Tags

Compute Farms @ CLASSE

  • CLASSE has 20+ years of experience with batch queuing systems.
  • Initially used for high-energy physics:
    • CLASSE was host laboratory for the CLEO Collaboration:
      • 1979-2012, 200+ individuals / 20+ institutions (peak).
    • Early 1990's: 200+ node Solaris farm for simulations and data analysis.
      • Decommissioned in 2013-14.
  • Currently, 60-node Linux compute farm with approximately 400 cores.
    • Single threaded jobs
    • MPI parallel jobs
    • Multi-process or multi-node jobs
    • Interactive graphical jobs
    • GPU jobs (CUDA)
    • Used for:
      • Electron cloud, photocathode, SRF simulations
      • Theorists: parallel mathematica jobs, etc.

Batch Queuing Basics

  • Cluster of high-performance compute nodes:
    • In general, farm nodes are faster and have more memory than contemporaneous desktops.
    • All nodes run 64-bit Scientific Linux 7 (SL7).
  • Job scheduling software (Son of Grid Engine) provides equitable access.
    • Avoids resource contention.
    • Ensures jobs are executed on nodes with adequate resources.
  • Compute nodes are logically identical to all other CLASSE SL7 desktops/servers:
    • Same operating system and software stack.
    • Same access to all centralized resources (file systems, users/groups, environments, etc.).
    • Code developed on any CLASSE SL7 system can run on all other CLASSE SL7 systems.
  • Documentation: https://wiki.classe.cornell.edu/Computing/GridEngine.
  • A powerful tool, especially when coupled with 500+ TB of central disk storage.

Configuration

  • Queues, projects, and limits created and tuned as necessary.
  • Current settings:
    • Maximum of 60 simultaneously running jobs per user
      • Unlimited number of queued jobs
    • 48-hour wall clock time limit
    • Maximum of 24GB memory per batch job
    • Maximum of 64GB memory per interactive job
  • Numerous options for job submission, such as:
    • Memory requirements
    • Output locations
    • Email notifications
    • Nodes to use
    • Etc.

Current Hardware

  • Most recent deployments in compute farm:
    • Four IBM x3550 M4's with two 6-core 2.30GHz Xeon E5-2630's and 128GB DDR3 (left).
    • The IBM Flex System Enterprise (right):
      • Very flexible node configuration: up to four processors per node, flexible memory configuration, GPU's, 40Gb upgrades, etc.
x3550M4.jpg 0.18B0.jpeg

Grid Engine Demonstration

See GridEngine.
  • How to submit standard shell scripts (qsub).
  • How to create custom grid engine scripts that specify memory and CPU requirements, specify output directory, etc.
  • How to submit parallel jobs, and explanation of what parallel jobs are.
  • Submit simple batch job, seeing it in the queue, and then receiving email of results.
  • Submit interactive job (qrsh), for example Matlab benchmark.

Sample qsub Script

# Set script linux shell - "bash" is recommended
#$ -S /bin/bash

# Name of queued job and output files
#$ -N regression_tests_demo

# Send successful job completion message to this email address
#$ -m e -M defalco@cornell.edu

# To make sure that the .e and .o file arrive in the working directory
#$ -cwd

# Put farm node name and start timestamp in log file 
echo -e "\nOn $HOSTNAME, Starting at: " `date` "\n"

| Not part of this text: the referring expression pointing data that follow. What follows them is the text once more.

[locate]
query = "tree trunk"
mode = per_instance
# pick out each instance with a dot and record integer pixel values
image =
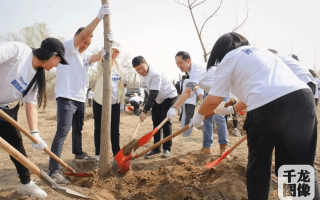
(104, 165)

# Initalize your runtime environment
. /nfs/acc/libs/cesr/cesr_online.bashrc

# Move into directory to run the executable, if necessary
cd /nfs/acc/user/amd275/sge_demo/regression_tests

# Executable to run
./scripts/run_tests.py 

# Put farm node name and end timestamp in log file 
echo "On $HOSTNAME, Done at: " `date`

Job Submission Tips & Guidelines

  • General purpose login node lnx201.classe.cornell.edu
    • Log in with your CLASSE credentials and submit jobs.
  • Output and error logs are written to your home directory.
    • Contains name of node where the job ran.
  • Do not SSH into farm nodes directly.
    • Diverts resources from legitimately queued jobs.
    • Instead, launch interactive session through queuing system (qrsh).
    • For a specific node (e.g. to check CPU/memory usage): qrsh -q all.q@lnx326
  • For I/O bound processes:
    • Write temporary files to /tmp (local to each compute node) to avoid network latency.
    • At end of job, copy or rsync files to central storage.
    • Files in /tmp are automatically cleaned up periodically.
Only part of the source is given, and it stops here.